Requires-Dist: pytest-cov>=4.0.0; extra == "dev"
Requires-Dist: black>=23.0.0; extra == "dev"
Requires-Dist: flake8>=6.0.0; extra == "dev"
Requires-Dist: mypy>=1.0.0; extra == "dev"

# AI Gene Enrichment

A comprehensive Python package for performing gene enrichment analysis using multiple bioinformatics tools and AI-powered synthesis. This tool integrates Enrichr, ToppFun, gProfiler, literature search, and AI summarization to provide detailed biological insights from gene lists.

## License

This project is licensed under the Creative Commons Attribution-NonCommercial 4.0 International License (CC-BY-NC 4.0). This means you are free to:

- **Share** — copy and redistribute the material in any medium or format
- **Adapt** — remix, transform, and build upon the material

Under the following terms:
- **Attribution** — You must give appropriate credit and indicate if changes were made
- **NonCommercial** — You may not use the material for commercial purposes

For commercial licensing inquiries, please contact: cboyce3@mgh.harvard.edu

## Installation

### From PyPI (Recommended)

```bash
pip install ai-gene-enrichment
```

### From Source

1. Clone this repository:
   ```bash
   git clone https://github.com/calvinrboyce/ai-gene-enrichment.git
   cd ai-gene-enrichment
   ```

2. Create and activate a virtual environment:
   ```bash
   python -m venv venv
   source venv/bin/activate  # On Windows: venv\Scripts\activate
   ```

3. Install in development mode:
   ```bash
   pip install -e .
   ```

4. Set up your OpenAI API key:
   ```bash
   # Create a .env file
   echo "OPENAI_API_KEY=your_openai_api_key_here" > .env
   ```

## Usage
AI synthesis requires an API key to access OpenAI's models.

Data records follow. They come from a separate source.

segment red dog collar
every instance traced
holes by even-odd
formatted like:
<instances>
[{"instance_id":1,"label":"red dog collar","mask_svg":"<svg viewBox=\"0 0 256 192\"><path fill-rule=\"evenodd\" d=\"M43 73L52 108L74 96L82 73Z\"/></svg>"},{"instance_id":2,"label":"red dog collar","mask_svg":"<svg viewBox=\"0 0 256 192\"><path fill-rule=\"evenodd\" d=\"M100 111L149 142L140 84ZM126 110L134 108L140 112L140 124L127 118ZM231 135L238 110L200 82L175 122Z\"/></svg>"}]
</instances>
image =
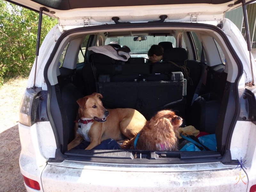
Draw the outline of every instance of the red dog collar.
<instances>
[{"instance_id":1,"label":"red dog collar","mask_svg":"<svg viewBox=\"0 0 256 192\"><path fill-rule=\"evenodd\" d=\"M93 119L89 119L89 120L83 120L83 119L78 119L78 121L74 121L75 123L82 123L83 124L87 124L90 122L92 122L92 121L94 121Z\"/></svg>"}]
</instances>

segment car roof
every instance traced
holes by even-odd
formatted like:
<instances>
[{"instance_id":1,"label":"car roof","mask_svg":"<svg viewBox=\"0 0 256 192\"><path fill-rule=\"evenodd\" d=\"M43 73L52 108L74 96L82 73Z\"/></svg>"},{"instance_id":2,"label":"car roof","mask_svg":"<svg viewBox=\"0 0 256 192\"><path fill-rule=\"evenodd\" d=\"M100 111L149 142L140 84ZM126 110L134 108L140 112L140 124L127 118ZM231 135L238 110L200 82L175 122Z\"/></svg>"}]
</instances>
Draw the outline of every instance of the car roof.
<instances>
[{"instance_id":1,"label":"car roof","mask_svg":"<svg viewBox=\"0 0 256 192\"><path fill-rule=\"evenodd\" d=\"M241 5L230 0L7 0L58 18L60 26L81 26L120 22L147 22L166 15L166 21L221 21L225 13ZM247 0L247 1L250 0Z\"/></svg>"}]
</instances>

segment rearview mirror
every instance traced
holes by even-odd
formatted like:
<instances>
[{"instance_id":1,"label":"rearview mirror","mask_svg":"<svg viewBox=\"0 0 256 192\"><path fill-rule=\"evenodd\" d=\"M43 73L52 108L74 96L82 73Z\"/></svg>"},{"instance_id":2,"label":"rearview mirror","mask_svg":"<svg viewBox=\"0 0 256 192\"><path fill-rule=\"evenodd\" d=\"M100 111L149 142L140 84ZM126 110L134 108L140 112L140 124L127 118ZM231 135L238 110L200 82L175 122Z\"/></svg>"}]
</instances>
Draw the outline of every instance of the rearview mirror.
<instances>
[{"instance_id":1,"label":"rearview mirror","mask_svg":"<svg viewBox=\"0 0 256 192\"><path fill-rule=\"evenodd\" d=\"M133 41L144 41L147 40L147 37L146 36L142 36L140 37L135 37L133 38Z\"/></svg>"}]
</instances>

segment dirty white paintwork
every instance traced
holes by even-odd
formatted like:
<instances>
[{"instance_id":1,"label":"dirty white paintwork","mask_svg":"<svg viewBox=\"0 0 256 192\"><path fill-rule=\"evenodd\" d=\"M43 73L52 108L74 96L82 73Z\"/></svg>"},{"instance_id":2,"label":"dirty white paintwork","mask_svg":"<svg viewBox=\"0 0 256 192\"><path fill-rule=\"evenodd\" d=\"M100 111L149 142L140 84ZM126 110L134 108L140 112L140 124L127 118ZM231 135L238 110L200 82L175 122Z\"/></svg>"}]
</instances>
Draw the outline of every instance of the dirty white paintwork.
<instances>
[{"instance_id":1,"label":"dirty white paintwork","mask_svg":"<svg viewBox=\"0 0 256 192\"><path fill-rule=\"evenodd\" d=\"M44 77L44 67L56 42L61 35L61 33L58 25L55 25L47 34L40 47L37 59L35 85L37 87L42 87L42 90L47 90L47 86ZM35 60L28 78L27 88L32 87L34 85L35 62ZM56 70L55 69L54 71L56 72Z\"/></svg>"},{"instance_id":2,"label":"dirty white paintwork","mask_svg":"<svg viewBox=\"0 0 256 192\"><path fill-rule=\"evenodd\" d=\"M242 182L235 185L240 172L245 175L242 170L220 163L128 165L65 161L53 164L48 164L42 175L45 191L245 191L247 187ZM52 178L58 180L58 187ZM243 180L248 183L246 177Z\"/></svg>"}]
</instances>

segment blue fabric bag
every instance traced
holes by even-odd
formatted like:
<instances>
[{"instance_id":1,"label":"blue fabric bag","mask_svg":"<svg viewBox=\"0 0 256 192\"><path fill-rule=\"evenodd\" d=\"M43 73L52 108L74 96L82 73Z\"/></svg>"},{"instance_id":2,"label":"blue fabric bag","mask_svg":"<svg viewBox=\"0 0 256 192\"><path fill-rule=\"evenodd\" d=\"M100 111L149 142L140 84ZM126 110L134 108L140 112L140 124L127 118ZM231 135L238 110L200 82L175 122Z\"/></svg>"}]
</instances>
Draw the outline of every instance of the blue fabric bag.
<instances>
[{"instance_id":1,"label":"blue fabric bag","mask_svg":"<svg viewBox=\"0 0 256 192\"><path fill-rule=\"evenodd\" d=\"M180 133L180 135L183 139L190 142L184 146L180 149L180 151L198 151L197 149L201 151L216 151L217 150L217 142L215 134L211 134L199 137L198 138L198 140L197 140L197 141L193 139L189 135L187 135L187 136L185 136L183 135L181 133ZM199 142L198 142L198 141ZM189 145L188 145L188 144ZM195 147L193 146L193 145L194 145Z\"/></svg>"},{"instance_id":2,"label":"blue fabric bag","mask_svg":"<svg viewBox=\"0 0 256 192\"><path fill-rule=\"evenodd\" d=\"M188 143L185 145L180 149L180 151L201 151L198 147L192 143Z\"/></svg>"},{"instance_id":3,"label":"blue fabric bag","mask_svg":"<svg viewBox=\"0 0 256 192\"><path fill-rule=\"evenodd\" d=\"M215 134L211 134L198 138L200 142L212 151L217 150L217 142Z\"/></svg>"}]
</instances>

API keys can be obtained by PIs or other researchers by setting up an organization at [platform.openai.com](https://platform.openai.com) and adding an API key at [platform.openai.com/settings/organization/api-keys](https://platform.openai.com/settings/organization/api-keys). Note that using more sophisticated models beyond the default may require organization verification and you may have to earn a higher usage tier with OpenAI. With the default model you can expect to spend <$0.03 per gene list

### Basic Usage

```python
import os
import dotenv
from aige import AIGeneEnrichment

# Load environment variables
dotenv.load_dotenv()
openai_api_key = os.getenv("OPENAI_API_KEY")

# Initialize the agent
aige = AIGeneEnrichment(openai_api_key)

# Define your gene list
genes = ["ANLN", "CENPF", "NUSAP1", "TOP2A", "CCNB1", "PRC1", "TPX2", "UBE2C", "BIRC5"]

# Run analysis
results = aige.run_analysis(
    genes=genes,
    email="your.email@example.com",  # Required for NCBI literature search
    background_genes=[],  # Optional background gene set for enrichment analysis
    ranked=True,  # Set to True if genes are ranked by differential expression
    search_terms=["cancer", "metastasis", "cell cycle"],  # Optional literature search terms
    context="This gene list characterizes a cluster of cells in a brain metastasis"
)

# Access results
print(results['summary'])
for theme in results['themes']:
    print(f"Theme: {theme['theme']}")
    print(f"Description: {theme['description']}")
```

### Advanced Configuration

```python
# Customize enrichment sources and parameters
aige = AIGeneEnrichment(
    open_ai_api_key=openai_api_key,
    open_ai_model="gpt-4o",
    results_dir="custom_results",
    enrichr_sources={
        "CellMarker_2024": "CellMarker",
        "MSigDB_Hallmark_2020": "MSigDB-H",
        "ChEA_2022": "ChEA"
    },
    gprofiler_sources=['HPA', 'MIRNA'],
    toppfun_sources=['TFBS', 'MicroRNA'],
    terms_per_source=20,  # Number of terms to retrieve per source
    papers_per_gene=3,    # Number of papers to retrieve per gene
    max_papers=15         # Number of papers to retrieve for full gene list
)

# Example with background gene set
background_genes = ["GENE1", "GENE2", "GENE3", ...]  # Your background gene set
results = agent.run_analysis(
    genes=genes,
    email="your.email@example.com",
    background_genes=background_genes,  # Use custom background for enrichment
    ranked=True,
    search_terms=["cancer", "metastasis"],
    context="Analysis with custom background gene set"
)
```

### Background Gene Sets

The agent supports custom background gene sets for enrichment analysis, which can improve the statistical significance and biological relevance of your results. When a background gene set is provided:

- **Enrichr**: Uses the background genes as the reference set for statistical testing
- **gProfiler**: Uses the background genes as the custom background for enrichment calculations
- **ToppFun**: Currently uses default background (background genes not yet supported)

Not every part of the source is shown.